For each group, determined by the first column, I want to find three IDs from the second column, pointing to the highest value of x, y, z variables in the group. Assume there are no draws except for the cases in which a variable takes a value of 0 in all observations of a given group - in that case I don't want to return any number as an id of a row with maximum value.

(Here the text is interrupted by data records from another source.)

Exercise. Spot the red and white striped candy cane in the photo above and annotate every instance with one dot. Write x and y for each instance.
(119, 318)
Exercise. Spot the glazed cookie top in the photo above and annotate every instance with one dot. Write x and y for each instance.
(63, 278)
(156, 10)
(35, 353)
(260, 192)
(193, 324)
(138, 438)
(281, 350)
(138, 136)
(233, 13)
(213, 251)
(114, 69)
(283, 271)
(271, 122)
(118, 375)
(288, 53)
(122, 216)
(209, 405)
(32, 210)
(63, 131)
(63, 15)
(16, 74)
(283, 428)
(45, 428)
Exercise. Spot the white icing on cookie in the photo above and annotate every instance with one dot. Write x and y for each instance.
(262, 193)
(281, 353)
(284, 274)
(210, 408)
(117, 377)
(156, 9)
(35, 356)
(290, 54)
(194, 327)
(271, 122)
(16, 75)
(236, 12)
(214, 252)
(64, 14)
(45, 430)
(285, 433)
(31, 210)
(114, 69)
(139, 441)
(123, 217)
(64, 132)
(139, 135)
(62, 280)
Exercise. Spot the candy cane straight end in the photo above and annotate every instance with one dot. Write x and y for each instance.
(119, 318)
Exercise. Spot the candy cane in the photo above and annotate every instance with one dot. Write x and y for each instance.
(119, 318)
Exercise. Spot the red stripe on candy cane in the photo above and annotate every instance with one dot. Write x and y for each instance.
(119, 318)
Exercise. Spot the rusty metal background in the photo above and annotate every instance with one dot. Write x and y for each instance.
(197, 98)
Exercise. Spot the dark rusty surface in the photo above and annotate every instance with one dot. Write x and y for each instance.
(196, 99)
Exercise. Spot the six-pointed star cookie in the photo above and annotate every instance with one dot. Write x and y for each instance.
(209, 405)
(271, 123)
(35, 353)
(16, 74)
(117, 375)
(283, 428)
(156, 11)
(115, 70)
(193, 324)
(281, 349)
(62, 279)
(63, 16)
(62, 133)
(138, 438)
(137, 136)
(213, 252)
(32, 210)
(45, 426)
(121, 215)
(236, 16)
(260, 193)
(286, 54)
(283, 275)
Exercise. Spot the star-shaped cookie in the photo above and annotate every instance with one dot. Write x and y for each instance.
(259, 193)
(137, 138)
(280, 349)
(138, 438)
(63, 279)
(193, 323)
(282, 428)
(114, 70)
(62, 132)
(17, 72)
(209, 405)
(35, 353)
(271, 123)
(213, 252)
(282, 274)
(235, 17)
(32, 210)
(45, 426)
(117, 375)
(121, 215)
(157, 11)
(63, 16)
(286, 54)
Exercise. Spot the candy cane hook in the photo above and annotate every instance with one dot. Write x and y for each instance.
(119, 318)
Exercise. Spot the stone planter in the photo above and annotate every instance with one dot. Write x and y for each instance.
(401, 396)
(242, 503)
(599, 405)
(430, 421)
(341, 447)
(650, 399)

The output would look like so:
group x y z
1 2 2 1
2 2 3 1
... .........
My first thought is to select rows with maximum values separately for each variable and then use merge to put it in one table. However, I'm wondering if it can be done without merge, for example with standard dplyr functions.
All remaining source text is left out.